Speaking of Bayern, Alabama-born defender Chris Richards came on for the reigning Champions League winners for the final six minutes of Saturday’s 3-3 draw with Adams’ RB Leipzig, which would’ve leapfrogged into first place in Germany with a win. That shows exactly the sort of confidence Bayern manager Hansi Flick has in the 20-year-old Richards.

Meantime, Pulisic’s first goal of the Premier League season sealed the full three points for Chelsea over Leeds, temporarily sending the Blues to the top of the table.

Winning the league would be huge for Pulisic. Same goes for McKennie, who certainly doesn’t want to be on the first Juventus team in a decade not to take home the title.

That they both scored after coming off the bench can’t hurt their chances of staying in the lineup, but it was even more important that their contributions actually helped their teams triumph.
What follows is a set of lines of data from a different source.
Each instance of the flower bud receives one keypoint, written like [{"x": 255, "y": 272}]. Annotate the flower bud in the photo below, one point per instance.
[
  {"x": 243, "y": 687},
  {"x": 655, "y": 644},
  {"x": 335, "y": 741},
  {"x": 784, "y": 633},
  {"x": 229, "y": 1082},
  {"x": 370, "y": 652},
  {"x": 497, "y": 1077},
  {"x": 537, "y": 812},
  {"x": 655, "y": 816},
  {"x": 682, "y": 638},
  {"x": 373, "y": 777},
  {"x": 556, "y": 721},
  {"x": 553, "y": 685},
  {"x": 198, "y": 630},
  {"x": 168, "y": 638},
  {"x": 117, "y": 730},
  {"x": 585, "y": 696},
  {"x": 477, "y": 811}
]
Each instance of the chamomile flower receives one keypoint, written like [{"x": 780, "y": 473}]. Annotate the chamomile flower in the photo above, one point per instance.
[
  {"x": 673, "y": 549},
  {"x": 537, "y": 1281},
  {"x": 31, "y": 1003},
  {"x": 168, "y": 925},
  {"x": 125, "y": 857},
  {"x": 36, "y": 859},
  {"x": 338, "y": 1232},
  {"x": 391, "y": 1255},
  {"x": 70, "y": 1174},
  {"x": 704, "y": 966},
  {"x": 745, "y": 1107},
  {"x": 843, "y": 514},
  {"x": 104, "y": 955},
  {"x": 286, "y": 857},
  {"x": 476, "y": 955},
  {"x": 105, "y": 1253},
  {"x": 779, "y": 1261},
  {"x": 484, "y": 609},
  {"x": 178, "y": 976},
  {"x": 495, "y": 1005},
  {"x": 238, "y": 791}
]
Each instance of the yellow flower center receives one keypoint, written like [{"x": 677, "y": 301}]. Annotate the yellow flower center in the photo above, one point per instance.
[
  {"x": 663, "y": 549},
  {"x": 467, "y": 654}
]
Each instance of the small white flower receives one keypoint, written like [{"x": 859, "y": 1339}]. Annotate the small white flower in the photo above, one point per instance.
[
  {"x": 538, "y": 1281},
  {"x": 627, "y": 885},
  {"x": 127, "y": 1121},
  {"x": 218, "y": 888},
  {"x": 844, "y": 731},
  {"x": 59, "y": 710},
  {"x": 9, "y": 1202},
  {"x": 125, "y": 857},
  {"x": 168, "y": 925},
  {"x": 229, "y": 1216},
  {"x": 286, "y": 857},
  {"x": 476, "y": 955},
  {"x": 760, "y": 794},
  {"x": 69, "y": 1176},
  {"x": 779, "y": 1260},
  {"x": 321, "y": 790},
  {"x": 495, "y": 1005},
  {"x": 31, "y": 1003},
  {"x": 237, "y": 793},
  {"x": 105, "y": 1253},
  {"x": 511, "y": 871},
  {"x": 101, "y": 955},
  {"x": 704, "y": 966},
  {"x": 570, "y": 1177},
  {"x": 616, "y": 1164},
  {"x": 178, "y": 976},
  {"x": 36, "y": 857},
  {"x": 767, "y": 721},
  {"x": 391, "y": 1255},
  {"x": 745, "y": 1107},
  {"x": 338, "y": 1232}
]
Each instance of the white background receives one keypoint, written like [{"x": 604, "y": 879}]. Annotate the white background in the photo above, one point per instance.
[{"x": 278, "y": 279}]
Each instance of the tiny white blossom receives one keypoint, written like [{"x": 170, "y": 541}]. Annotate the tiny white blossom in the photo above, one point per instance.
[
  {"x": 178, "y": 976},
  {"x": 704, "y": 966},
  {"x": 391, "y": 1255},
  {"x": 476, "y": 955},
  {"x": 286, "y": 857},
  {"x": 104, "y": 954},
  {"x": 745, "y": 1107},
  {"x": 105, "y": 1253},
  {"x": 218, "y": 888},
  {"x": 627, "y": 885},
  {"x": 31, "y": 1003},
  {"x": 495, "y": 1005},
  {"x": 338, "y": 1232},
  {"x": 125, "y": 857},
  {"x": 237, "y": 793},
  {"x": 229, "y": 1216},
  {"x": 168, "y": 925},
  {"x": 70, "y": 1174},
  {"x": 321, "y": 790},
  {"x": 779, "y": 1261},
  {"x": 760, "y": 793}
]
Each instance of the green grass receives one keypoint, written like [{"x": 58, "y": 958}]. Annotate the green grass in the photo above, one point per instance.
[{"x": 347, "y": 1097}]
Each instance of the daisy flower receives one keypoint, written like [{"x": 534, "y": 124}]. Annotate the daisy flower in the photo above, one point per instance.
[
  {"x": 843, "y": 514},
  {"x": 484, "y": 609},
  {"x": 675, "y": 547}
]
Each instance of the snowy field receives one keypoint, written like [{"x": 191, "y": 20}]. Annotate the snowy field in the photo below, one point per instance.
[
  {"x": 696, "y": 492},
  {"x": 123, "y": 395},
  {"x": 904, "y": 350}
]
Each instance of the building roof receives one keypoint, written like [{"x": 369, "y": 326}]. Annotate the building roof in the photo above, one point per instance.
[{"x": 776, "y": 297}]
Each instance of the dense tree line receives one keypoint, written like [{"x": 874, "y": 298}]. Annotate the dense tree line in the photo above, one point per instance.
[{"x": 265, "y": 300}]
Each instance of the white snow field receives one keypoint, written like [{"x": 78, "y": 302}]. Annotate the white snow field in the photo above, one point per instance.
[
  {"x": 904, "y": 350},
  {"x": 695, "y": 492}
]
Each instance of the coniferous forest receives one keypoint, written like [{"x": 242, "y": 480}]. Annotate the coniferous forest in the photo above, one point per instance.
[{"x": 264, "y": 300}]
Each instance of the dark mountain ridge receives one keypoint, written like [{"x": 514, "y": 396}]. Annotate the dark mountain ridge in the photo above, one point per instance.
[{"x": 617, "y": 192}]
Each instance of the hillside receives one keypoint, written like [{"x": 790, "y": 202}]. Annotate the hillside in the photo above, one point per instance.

On the flip side, Dest started in Barca’s surprising 2-1 loss to Cadiz and although he performed well, he squandered a glorious second half chance to equalize. That’s not likely to change coach Ronald Koeman’s high opinion of Dest, but excellence is always a requirement when you play for Barcelona. Losing a league game is unacceptable, and every player is under scrutiny following a defeat. That’s how it is at the other big clubs, too.

And that bodes well for the United States. For all of their promise, this young group of U.S. starlets doesn’t have much experience in the wild west of CONCACAF qualifying, which couldn’t be more different from the refined nature of the highest level of club soccer. The willingness to fight will be paramount against hard-tackling regional foes in games on bad fields in scorching temperatures.

A collective refusal to lose could be the difference between finishing first — which scrappy, overachieving American sides did during the 2006, ’10 and ’14 World Cup cycles — and falling short, as an aging U.S. team that perhaps had become too comfortable in its club situations did in spectacular fashion to miss out on Russia 2018.

“When you have guys that are playing now for Dortmund, Barcelona, Juventus, none of these [qualifying] games are going to faze them when they step onto a bad pitch,” Adams said last week during a Zoom call with reporters. “We have Sergiño playing in El Clasico against Real Madrid. I don’t think that when he goes and plays against Jamaica, he’s going to be fazed.

Adams was quick to add that he wasn’t underestimating how hard it will be to get the U.S. back to the World Cup. “I think we understand now from seeing the past team not qualify, how difficult the circumstances are going to be,” he said. “Everything off the pitch we have to mentally prepare ourselves for as young players.”

But it’s also clear that this new USMNT generation absolutely expects to win. It’s a job requirement where they work, and it’s being drilled into them on a daily basis. The refusal to lose is baked in, a mental edge that is every bit as important as sheer ability. That part isn’t in question.

“The soccer part,” Adams said, “will take care of itself.”